# New Datamine



## Paperboy012305 (Oct 11, 2018)

I?m just gonna leave this here.

https://www.reddit.com/r/ACPocketCamp/comments/9n893c/animal_crossing_pocket_camp_190_update/

You?re welcome.


----------



## That Marshal Fangirl (Oct 11, 2018)

The fortune cookie is meh.  So is the fishing tourney.  BUT THAT EEVEE STUFF I MUST HAVE IT


----------



## Snowesque (Oct 11, 2018)

*ThatOneMarshalFangirl *
I think my biggest gripe about the fishing event is that it's partially old things?
Those take a fair bit of work, I'd think people at least deserve entirely new things.


----------



## Paperboy012305 (Oct 11, 2018)

I have been noticing that Nintendo has been really lazy with their events. It’s like after an update after another it’s either a Garden Event where we catch creatures, a gyroidite event where the good items are leaf tickets only, and the fishing tourney that shows that Chip is more superior than Nat is, BECAUSE HE NEVER GOT HIS BUG OFF EVENT YET!!!
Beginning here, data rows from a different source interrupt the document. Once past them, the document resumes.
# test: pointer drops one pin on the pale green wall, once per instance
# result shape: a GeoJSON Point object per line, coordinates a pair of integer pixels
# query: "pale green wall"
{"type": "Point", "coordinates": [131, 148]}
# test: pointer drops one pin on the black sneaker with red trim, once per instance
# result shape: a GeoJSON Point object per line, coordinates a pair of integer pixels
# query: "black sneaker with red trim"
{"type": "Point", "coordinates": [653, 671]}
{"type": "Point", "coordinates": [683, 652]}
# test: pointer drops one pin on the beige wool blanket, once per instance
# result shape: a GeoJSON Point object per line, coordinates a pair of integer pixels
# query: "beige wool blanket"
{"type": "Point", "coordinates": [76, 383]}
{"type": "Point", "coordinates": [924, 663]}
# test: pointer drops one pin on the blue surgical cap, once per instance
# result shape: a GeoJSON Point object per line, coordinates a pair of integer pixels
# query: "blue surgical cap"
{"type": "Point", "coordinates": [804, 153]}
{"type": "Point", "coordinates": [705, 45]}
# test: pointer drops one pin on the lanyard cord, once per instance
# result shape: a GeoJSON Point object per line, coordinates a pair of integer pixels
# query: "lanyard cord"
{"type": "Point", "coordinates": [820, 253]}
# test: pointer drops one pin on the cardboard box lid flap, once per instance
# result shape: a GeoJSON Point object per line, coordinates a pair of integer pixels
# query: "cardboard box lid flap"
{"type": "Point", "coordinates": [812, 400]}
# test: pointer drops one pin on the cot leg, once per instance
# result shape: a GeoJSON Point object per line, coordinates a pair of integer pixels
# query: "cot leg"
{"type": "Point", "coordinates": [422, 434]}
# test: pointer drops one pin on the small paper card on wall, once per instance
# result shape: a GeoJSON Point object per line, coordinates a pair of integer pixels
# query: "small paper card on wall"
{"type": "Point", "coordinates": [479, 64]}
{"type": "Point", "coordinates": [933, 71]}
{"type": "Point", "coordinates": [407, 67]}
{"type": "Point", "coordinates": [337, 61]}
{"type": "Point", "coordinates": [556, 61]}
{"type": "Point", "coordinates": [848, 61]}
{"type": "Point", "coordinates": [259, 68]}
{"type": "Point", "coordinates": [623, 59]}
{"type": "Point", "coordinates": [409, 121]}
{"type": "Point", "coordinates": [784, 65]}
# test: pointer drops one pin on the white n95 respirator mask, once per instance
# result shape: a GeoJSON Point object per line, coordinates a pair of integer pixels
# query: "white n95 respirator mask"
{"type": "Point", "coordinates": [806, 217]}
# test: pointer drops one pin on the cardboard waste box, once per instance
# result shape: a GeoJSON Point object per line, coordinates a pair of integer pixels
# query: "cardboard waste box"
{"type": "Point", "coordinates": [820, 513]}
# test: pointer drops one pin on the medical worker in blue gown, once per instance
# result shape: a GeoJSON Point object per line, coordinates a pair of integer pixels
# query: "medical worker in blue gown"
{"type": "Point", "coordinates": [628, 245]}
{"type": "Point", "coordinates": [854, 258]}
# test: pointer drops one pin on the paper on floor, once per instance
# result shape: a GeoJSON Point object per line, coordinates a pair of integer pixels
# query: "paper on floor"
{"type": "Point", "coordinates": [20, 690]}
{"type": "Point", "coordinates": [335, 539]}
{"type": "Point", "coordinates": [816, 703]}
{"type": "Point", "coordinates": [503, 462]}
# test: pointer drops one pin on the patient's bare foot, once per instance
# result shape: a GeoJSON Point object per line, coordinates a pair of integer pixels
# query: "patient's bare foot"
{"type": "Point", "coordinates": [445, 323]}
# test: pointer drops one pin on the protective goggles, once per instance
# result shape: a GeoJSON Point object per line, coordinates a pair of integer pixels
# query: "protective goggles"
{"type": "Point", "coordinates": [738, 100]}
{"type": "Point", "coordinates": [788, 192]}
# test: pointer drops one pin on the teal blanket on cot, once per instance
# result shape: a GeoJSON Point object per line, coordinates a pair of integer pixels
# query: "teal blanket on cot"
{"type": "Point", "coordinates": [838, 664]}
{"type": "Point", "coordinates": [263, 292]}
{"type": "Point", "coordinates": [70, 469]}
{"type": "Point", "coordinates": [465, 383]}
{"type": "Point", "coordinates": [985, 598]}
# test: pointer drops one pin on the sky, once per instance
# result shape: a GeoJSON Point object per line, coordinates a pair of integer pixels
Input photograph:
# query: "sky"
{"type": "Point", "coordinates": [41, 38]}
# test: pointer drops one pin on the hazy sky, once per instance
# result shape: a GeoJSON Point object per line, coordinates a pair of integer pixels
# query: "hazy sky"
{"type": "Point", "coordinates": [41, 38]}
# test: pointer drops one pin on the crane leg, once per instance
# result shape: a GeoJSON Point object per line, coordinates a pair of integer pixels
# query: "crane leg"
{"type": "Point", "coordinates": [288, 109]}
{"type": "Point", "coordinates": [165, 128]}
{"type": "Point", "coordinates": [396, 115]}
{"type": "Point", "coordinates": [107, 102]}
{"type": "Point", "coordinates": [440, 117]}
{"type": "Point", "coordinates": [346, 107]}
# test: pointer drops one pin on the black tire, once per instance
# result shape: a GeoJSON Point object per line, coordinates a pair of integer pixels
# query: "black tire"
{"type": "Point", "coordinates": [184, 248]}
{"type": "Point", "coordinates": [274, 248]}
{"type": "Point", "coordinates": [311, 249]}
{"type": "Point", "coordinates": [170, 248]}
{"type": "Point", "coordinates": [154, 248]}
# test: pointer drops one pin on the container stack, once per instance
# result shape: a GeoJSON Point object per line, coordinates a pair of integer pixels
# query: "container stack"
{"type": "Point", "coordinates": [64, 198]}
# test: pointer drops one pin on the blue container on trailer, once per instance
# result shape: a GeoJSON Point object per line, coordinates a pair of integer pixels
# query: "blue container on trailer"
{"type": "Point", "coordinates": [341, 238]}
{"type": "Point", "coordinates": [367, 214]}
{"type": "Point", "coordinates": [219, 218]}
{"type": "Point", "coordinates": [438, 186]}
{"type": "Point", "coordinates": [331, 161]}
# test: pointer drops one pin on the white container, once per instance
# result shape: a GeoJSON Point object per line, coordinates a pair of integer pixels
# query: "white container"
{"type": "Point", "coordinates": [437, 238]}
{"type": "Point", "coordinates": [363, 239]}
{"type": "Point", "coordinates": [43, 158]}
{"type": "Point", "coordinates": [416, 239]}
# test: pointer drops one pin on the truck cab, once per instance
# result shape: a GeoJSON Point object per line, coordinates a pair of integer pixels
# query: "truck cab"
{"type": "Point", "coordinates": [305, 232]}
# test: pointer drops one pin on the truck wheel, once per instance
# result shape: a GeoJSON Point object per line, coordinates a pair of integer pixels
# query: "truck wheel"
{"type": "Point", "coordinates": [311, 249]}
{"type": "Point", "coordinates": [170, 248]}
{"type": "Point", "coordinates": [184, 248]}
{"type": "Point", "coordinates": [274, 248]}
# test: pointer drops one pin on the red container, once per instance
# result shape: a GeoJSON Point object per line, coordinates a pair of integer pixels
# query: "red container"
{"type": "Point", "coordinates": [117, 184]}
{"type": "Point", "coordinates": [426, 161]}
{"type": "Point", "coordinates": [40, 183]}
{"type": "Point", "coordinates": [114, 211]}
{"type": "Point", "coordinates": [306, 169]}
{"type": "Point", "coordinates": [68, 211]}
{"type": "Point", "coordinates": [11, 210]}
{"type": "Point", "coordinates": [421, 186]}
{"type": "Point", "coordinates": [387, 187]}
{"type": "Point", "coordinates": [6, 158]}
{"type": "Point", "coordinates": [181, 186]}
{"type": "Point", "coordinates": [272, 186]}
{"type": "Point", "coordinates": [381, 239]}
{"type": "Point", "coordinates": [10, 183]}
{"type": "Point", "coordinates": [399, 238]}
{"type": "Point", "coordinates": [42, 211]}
I hope they think of a new event soon instead of this so called “Recycling events” maneuver. And maybe bring back the crafting event where we talk to villagers to get the materials instead of on the ground.


----------



## biker (Oct 11, 2018)

I don't mind the event as long as it makes me busy and gives off nice clothing prizes.


----------



## Garrett (Oct 11, 2018)

Well it's about time best boy Lucky and best girl Kiki turned up.


----------



## WeiMoote (Oct 11, 2018)

Gimmie that Eevee tee! 

And the Pokeball rug as well. XD


----------



## AccfSally (Oct 11, 2018)

I really want the Eevee stuff, I wonder which ones cost leaf tickets...


----------



## That Marshal Fangirl (Oct 11, 2018)

AccfSally said:


> I really want the Eevee stuff, I wonder which ones cost leaf tickets...



Pokeball chair, Pokeball, and Pokeball rug.  It says so in the datamine post.


----------



## PaperCat (Oct 11, 2018)

the first fortune cookie where i want all the items....damn.


----------



## loglady (Oct 12, 2018)

Kiki!! I love her, she?s so cute. I really hope they add her in time for Halloween so I can have her at my campsite!


----------



## Neechan (Oct 12, 2018)

I actually like Goldies cookie, I love fall themed items, it’s more the clothing than anything else &#55357;&#56837; I mean the other items would make for a nice little park area that’s set up for books.

Don’t worry loglady, it looks like the 16th that she’ll be added along the four others so that’s more then enough time to friend and add her.


----------



## geetry (Oct 12, 2018)

Lucky and Kiki, but no Ankha? Weird.


----------



## Snowesque (Oct 12, 2018)

*geetry *
Was also wondering this too, seems like there could be some better Halloween fits than Anicotti and Diva.


----------



## That Marshal Fangirl (Oct 12, 2018)

geetry said:


> Lucky and Kiki, but no Ankha? Weird.



Yeah, I’ve been waiting for Ankha for awhile.  Kinda disappointing.


----------



## Pun of Nentown (Oct 13, 2018)

They add Lucky, but not Cleocatra, but instead, that foul void infestation that kept me from getting Scoot in New Leaf!?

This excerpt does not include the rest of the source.